Systematic discovery of single-cell protein networks in cancer with Shusi

Context-specific protein-protein interaction (PPI) drive heterogeneity of primary tumor, forming a formidable challenge to effective cancer therapy. However, systematically mapping and modeling these interactions at single-cell resolution across diverse cancer types remains an unmet need. Here, we present Shusi, a large language model-enhanced variational graph auto-encoder model trained on over 75,010 single-cell PPI networks across 23 cancer types, to predict context-specific PPIs. Shusi outperforms existing state-of-the-art methods, as validated through orthogonal experimental evidence. Cancer-specific mutations are significantly enriched in Shusi-predicted networks, offering complementary insights to conventional marker gene-based approaches.
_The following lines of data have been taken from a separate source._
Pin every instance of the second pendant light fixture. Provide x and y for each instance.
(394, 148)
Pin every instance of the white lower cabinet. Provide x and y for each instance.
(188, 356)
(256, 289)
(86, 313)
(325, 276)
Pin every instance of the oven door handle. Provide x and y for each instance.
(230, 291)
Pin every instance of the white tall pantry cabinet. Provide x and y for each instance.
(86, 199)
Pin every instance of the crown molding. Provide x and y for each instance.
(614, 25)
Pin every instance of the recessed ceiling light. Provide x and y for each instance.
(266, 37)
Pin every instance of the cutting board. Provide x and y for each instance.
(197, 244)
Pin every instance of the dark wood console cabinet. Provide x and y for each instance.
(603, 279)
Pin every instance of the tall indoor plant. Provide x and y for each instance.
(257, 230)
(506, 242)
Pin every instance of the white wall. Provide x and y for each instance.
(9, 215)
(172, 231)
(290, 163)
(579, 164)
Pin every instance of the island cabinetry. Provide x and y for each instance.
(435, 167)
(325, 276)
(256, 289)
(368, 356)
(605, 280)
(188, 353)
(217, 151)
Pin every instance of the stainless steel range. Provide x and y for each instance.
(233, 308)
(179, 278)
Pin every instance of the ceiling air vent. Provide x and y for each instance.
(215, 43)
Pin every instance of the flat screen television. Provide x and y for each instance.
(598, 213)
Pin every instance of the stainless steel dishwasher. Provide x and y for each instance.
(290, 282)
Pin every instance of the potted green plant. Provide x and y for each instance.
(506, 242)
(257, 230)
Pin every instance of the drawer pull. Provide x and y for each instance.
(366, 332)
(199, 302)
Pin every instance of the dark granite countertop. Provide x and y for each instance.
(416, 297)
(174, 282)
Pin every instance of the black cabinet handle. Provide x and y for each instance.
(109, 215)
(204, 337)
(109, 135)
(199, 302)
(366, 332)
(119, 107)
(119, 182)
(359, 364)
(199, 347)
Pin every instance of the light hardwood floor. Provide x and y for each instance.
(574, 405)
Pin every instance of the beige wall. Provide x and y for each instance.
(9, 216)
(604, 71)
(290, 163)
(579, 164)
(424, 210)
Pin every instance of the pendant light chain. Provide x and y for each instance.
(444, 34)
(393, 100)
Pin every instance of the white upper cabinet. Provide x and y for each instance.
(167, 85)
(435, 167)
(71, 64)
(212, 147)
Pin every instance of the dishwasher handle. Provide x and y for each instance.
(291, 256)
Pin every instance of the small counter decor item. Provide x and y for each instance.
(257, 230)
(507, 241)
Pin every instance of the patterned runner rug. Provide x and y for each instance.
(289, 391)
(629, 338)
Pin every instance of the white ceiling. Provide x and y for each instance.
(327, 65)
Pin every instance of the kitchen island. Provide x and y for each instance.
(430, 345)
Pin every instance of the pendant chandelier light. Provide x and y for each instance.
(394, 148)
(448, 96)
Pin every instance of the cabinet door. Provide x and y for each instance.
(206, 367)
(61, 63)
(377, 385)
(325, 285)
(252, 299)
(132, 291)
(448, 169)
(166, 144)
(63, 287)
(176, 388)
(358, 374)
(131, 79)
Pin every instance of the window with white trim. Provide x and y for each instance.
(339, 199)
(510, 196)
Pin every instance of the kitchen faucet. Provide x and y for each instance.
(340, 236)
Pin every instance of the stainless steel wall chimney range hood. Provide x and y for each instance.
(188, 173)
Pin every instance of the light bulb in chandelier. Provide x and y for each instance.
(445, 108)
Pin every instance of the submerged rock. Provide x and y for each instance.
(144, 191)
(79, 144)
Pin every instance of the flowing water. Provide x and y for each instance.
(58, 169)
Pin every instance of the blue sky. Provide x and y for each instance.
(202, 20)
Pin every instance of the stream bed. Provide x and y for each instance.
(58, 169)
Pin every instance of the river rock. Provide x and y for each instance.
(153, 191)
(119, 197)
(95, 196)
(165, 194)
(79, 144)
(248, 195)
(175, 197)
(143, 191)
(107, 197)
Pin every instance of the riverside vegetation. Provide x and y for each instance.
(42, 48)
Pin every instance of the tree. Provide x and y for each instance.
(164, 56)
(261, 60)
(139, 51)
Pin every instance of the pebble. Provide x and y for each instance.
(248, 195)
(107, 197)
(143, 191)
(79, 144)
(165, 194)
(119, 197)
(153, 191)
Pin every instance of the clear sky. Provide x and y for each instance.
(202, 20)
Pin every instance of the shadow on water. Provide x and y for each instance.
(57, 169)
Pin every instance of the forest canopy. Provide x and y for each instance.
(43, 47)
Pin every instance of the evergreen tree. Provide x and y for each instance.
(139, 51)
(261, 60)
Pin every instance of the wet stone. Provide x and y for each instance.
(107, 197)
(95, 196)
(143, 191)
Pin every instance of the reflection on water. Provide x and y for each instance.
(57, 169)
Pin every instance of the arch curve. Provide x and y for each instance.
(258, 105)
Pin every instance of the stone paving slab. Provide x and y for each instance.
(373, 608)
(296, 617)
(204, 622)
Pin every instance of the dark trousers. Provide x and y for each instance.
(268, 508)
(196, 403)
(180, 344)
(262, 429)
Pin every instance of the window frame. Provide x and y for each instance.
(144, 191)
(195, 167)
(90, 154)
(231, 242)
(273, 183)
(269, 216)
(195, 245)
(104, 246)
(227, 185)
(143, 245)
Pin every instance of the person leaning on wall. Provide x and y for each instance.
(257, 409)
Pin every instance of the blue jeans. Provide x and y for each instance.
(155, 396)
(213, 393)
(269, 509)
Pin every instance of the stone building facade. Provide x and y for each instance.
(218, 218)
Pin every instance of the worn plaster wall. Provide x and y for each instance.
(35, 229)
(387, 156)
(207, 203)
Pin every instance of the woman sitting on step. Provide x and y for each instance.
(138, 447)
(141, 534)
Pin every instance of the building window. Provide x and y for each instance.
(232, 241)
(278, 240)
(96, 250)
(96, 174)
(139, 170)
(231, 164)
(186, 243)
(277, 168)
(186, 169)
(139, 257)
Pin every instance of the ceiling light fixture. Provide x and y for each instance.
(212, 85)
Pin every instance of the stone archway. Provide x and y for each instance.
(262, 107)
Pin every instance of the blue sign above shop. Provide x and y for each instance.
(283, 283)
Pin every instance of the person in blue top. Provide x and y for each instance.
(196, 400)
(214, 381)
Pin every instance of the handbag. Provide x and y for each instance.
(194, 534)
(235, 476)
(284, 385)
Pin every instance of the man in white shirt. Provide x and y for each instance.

Through systematic evaluations, we demonstrate strong associations between Shusi-predicted network topologies, genetic vulnerabilities, and therapeutic sensitivity. Finally, in acute myeloid leukemia (AML), a blood cancer where cell-state heterogeneity drives clinical resistance, Shusi pinpointed JAK2 and SHP1 as actionable vulnerabilities of resistant leukemia subpopulations, as validated experimentally in primary AML. Shusi offers a deep-learning tool for implementing precision medicine based on single-cell protein network architecture.